Monday, July 19, 2010

Prevention is the Cure to Africa’s Fight Against Plant Pests

When it comes to suffering losses to plant pests and weeds, Sub-Saharan Africa leads the world and by a large margin. Damage to crops in the region is 40 to 60 percent higher than anywhere else on the planet, with most of the problem—which cost farmers millions of dollars— caused insects, bacteria, aphids, virus and fungi.

Disease experts meeting at the 5th Annual African Agriculture Science Week and Forum for Agricultural Research in Africa said its time to make the region less inviting to these crop killers by focusing on prevention.

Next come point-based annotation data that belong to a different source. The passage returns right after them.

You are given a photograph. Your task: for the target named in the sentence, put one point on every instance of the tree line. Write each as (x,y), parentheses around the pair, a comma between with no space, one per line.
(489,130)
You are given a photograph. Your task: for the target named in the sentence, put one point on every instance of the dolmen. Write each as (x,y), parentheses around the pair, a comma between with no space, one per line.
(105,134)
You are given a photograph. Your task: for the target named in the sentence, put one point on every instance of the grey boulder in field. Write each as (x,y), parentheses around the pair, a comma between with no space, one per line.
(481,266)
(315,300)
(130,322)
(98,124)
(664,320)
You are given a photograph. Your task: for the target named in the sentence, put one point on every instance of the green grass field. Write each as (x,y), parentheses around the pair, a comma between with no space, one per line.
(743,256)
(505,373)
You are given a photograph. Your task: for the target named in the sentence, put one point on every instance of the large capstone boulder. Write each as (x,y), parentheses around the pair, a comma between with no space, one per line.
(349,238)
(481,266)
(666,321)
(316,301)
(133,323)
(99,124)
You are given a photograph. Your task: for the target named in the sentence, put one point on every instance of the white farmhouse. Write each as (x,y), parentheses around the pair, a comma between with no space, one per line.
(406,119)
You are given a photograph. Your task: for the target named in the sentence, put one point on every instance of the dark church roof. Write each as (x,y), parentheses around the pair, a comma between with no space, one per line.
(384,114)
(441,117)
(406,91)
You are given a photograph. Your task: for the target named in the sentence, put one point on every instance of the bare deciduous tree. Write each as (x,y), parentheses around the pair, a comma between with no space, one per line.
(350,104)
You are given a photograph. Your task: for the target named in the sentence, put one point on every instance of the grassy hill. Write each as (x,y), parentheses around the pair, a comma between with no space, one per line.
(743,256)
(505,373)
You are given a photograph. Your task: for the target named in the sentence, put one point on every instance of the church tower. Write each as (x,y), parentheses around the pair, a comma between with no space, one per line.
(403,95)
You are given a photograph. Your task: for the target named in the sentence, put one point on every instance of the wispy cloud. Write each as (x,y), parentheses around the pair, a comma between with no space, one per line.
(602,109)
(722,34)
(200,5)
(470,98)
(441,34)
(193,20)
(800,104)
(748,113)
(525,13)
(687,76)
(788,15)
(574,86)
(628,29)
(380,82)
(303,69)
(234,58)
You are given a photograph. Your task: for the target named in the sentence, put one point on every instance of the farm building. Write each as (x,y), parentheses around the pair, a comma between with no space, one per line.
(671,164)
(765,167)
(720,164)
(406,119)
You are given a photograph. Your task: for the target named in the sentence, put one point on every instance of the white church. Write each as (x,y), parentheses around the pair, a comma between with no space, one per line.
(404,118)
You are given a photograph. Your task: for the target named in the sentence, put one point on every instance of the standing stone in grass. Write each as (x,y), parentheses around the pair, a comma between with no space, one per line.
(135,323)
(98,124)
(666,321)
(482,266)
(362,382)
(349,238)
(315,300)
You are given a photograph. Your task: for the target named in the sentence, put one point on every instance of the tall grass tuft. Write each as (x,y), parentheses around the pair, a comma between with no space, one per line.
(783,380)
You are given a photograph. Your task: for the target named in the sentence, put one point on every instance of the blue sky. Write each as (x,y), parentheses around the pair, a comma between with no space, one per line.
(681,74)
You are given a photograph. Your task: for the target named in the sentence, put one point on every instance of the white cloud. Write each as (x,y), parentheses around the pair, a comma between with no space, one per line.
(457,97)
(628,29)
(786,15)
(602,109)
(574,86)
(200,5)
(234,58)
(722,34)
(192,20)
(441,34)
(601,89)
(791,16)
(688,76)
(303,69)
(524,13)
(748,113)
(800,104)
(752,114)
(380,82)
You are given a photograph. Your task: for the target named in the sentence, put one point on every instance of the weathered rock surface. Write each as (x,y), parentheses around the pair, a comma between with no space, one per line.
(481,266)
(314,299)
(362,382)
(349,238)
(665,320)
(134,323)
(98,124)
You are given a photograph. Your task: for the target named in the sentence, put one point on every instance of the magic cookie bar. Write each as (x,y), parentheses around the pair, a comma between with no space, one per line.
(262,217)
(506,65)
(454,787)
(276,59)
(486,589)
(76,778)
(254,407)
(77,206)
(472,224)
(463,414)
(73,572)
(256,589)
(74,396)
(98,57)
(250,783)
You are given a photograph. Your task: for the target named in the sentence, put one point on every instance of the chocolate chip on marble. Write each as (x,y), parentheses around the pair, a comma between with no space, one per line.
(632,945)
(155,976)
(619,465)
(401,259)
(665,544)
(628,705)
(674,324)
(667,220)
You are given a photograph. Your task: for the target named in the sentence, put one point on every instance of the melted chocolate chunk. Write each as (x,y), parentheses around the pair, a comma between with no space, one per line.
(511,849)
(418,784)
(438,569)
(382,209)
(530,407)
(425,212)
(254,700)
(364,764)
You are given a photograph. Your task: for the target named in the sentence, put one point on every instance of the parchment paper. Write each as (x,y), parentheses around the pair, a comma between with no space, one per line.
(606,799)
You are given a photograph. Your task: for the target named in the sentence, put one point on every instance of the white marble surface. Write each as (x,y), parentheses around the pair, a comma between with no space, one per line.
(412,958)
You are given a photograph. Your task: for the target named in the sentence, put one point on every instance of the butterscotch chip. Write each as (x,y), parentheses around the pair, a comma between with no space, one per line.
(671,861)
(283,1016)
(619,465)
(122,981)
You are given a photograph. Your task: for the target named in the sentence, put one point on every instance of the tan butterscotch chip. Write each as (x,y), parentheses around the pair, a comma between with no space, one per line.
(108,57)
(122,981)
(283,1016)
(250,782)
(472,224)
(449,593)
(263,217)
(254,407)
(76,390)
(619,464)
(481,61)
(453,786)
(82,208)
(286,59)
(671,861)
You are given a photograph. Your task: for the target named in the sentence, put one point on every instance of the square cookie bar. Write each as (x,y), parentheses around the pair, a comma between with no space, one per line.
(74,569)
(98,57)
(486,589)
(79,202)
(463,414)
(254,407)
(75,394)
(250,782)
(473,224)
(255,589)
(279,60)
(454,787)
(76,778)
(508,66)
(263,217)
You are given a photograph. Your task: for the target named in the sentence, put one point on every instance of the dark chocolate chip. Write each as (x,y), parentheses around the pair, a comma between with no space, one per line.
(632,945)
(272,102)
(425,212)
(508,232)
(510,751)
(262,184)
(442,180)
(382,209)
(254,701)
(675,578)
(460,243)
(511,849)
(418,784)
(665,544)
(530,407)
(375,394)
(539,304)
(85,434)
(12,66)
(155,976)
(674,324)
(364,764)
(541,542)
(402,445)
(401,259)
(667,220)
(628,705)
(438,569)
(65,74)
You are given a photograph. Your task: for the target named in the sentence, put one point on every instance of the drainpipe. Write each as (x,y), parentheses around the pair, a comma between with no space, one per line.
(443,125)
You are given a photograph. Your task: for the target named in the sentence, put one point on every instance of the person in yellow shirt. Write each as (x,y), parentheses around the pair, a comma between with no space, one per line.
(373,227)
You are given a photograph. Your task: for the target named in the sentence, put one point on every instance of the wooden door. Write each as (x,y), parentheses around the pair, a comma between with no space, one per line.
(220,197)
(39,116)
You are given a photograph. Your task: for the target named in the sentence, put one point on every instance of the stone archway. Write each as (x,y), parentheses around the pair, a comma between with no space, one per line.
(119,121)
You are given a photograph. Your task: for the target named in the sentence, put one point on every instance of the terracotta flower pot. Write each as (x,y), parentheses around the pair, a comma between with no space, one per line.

“The signature of a developed agriculture system is one characterized by its emphasis on prevention and not reaction” said Julian Smith of the Food Environment Research Agency in the United Kingdom, which is working with partners in Africa to stop pests moving so quickly to epidemic proportions.

Smith and other experts said pests are particularly a threat to realizing the potential of new, high-yield crop varieties being developed for Africa. But as these new crops become available they need to be protected from pests. For example, plant breeders recently waited to distribute new varieties of cassava until they had been screened for the brown-streak disease that has emerged as a major threat to cassava production in East Africa.

Conversely, several years ago due to a failure to understand disease threats, promising new banana varieties were released to farmers and subsequently succumbed to a banana wilt disease.
Disease experts at the meeting agreed that it’s time to move away from an approach focused on fighting diseases when they emerge to better monitoring and surveillance systems that can contain outbreaks and give new, improved crops the maximum opportunity to realize their potential to boost yields in Africa.